Le guépard est un film passionnant mais complexe, à voir et à revoir pour en apprécier les différentes subtilités, les mouvements des personnages qui ne cessent d'évoluer, de se heurter les uns aux autres.
Le prince Salina (Burt lancaster), vieil aristocrate sicilien qui voit et finit par accepter avec lucidité le pouvoir lui échapper au profit d'une bourgeoisie naissante. L'évolution du comportement du personnage tout au long des 3 heures du film est saisissante : on passe d'un homme imbuvable, tonitruant, maître après Dieu de sa terre et de ses habitants à quelqu'un de profondément humain, qui sait qu'il doit passer le relais et qui l'accepte car c'est un ordre nouveau qui apparaît mais un ordre quand même.
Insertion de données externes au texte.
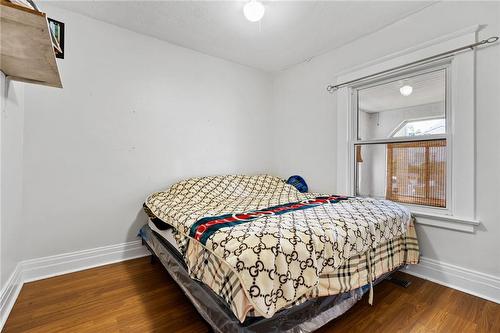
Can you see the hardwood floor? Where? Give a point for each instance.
(135, 296)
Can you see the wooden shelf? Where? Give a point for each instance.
(26, 52)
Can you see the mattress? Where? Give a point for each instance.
(325, 245)
(306, 317)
La scène magnifique, pendant le bal, de l'hommage de Claudia Cardinale à Lancaster sous l’œil de Delon est d'une beauté à couper le souffle.
Le comte Tancrède, neveu du prince Salina (Delon), opportuniste, plein de vie, pleinement adoubé par Salina, va savoir unir les 2 mondes à son profit ; on devine à la fin qu'il se lancera dans la politique, un autre façon de se maintenir au pouvoir.
Angelica (Claudia Cardinale), de basse extraction mais belle à damner tous les saints, représente le renouveau de la société. Et comme le dit Lancaster lui-même, elle représente la vie bien mieux que ses propres filles laides comme des guenons (dixit) à force de mariages consanguins.
Et puis, le père de Claudia Cardinale, le maire du village, fruste, propriétaire et nouveau riche, celui qui s'empare du pouvoir et établit un nouvel ordre, pas pire que l'ancien...
Sans oublier Don Francisco (Serge Reggiani), homme du peuple qui reste fidèle à l'ancien régime par reconnaissance.
Et l'Eglise dans tout ça ? Eh bien, elle s'adapte au nouveau pouvoir, comme d'habitude. Elle est représentée par un Jésuite, confesseur du Prince. Comme dit le Prince à son confesseur qui tarde un peu à prendre le virage, "est-ce que l'Eglise ne sacrifierait pas l'aristocratie pour se maintenir en place ?"
D'un point de vue technique, l'image de la Sicile, des personnages, du bal, etc... est splendide et la réalisation superbe et puissante.
Je ne citerai que la longue scène initiale où la caméra, indiscrète, s'approche lentement de la salle où a lieu la prière collective comme si elle était attirée et fascinée. Et une fois dans la pièce, l'apparente ferveur et "communion" de l'ensemble de la famille apparaît peu à peu factice et se délite à l'annonce des perturbations à venir.
Film magnifique dont on ne voit pas passer les 3 heures. Palme d'Or en 1963 à Cannes pleinement méritée. A recommander. A posséder chez soi pour le plaisir de se replonger dans le tourbillon de l'Histoire.